Tuesday, April 14, 2009

La langue

There is another solipsism I forgot to mention in the last post. This is the structuralist notion of language as a system of autoidentical forms. A brilliant critique is to be found in Voloshinov's Marxism and the philosophy of language. It is turned against what he calls abstract objectivism, a view that is formulated most systematically in Saussure's Course in general linguistics. Voloshinov ask from which perspective language can be seen as a rigid system. Viewed from the outside it is a constant flow, language is not static, but dynamic in its nature. Therefore Saussure errs when he believes we can extrapolate objective fixed laws from a cross-section of actually spoken language. Viewed from the inside, from the perspective of one using language, the situation, the social circumstances of a specific speech act are determining. Of course this does not mean that we can not abstract from living language certain universal - and universal does not mean static! - autoidentical forms. It means that these forms are exactly that: abstractions from the process of living language.

In an earlier post I formulated an analogous critique of a Laclau's application of structuralism. I wrote:

To top it of Saussure's "la langue" is an abstraction, a system of language that the linguist constructs, not an empirically existing system. It is already a concept, abstracted from the origins of language in mimesis.

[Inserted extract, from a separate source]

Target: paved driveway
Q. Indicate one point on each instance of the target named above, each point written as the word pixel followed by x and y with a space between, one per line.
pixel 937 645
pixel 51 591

After reading Voloshinov I realised that my critique generally went in the right direction - intuition should not be underestimated in scientific work - but was short-sighted. It is not the historical origin in mimesis (a view I am inclined to reject at this point, it was a simplification based on tendentiously selected evidence, following from the lack of an adequate conceptual apparatus), but - worse - the whole process of living language that "la langue" abstracts from. I would nonetheless still agree with the conclusion I drew from a flawed premise:

If there is an inherent impossibility of signifying to fully constitute itself, it is an impossibility the linguist, not the speaker faces.

Let me formulate my critique of Laclau in clearer terms. Since living language is constantly in flux, it does not need "closure" - remember that Laclau believes that for a system to constitute itself, it must be able to signify its borders i.e. achieve closure - nor is any sort of "closure" possible. Meaning is almost endlessly flexible since it manifests itself in myriad social interactions, is exchanged among varied social groups and (sometimes adverse) social classes. Voloshinov presents the illuminating example of rudimentary languages that knew only a single word, the meaning of which was determined exclusively by the context it was used in. "Polysemy," Voloshinov argues "is a constitutive trait of a word." It is impossible to achieve closure of the system of language (la langue) because the structuralist concept of language is a flawed concept, neglecting the constitutive trait of living language: change. Laclau projects this logical fallacy, the proton pseudos of structuralism, into living language itself. He comes up with the ridiculous claim of "empty" and "floating" signifiers. There is no such thing as an empty signifier in living language, precisely because it is not a system of autoidentical forms that would need "closure". The concept of "floating" signifiers is as useless as it is correct: there is not a single sign that is not constantly in flow, not just from a diachronic perspective, but also from a synchronic one (meaning changes according to different coincidental uses in different social contexts). A signifier that is not floating is none at all: it is not part of language, it is merely a signal.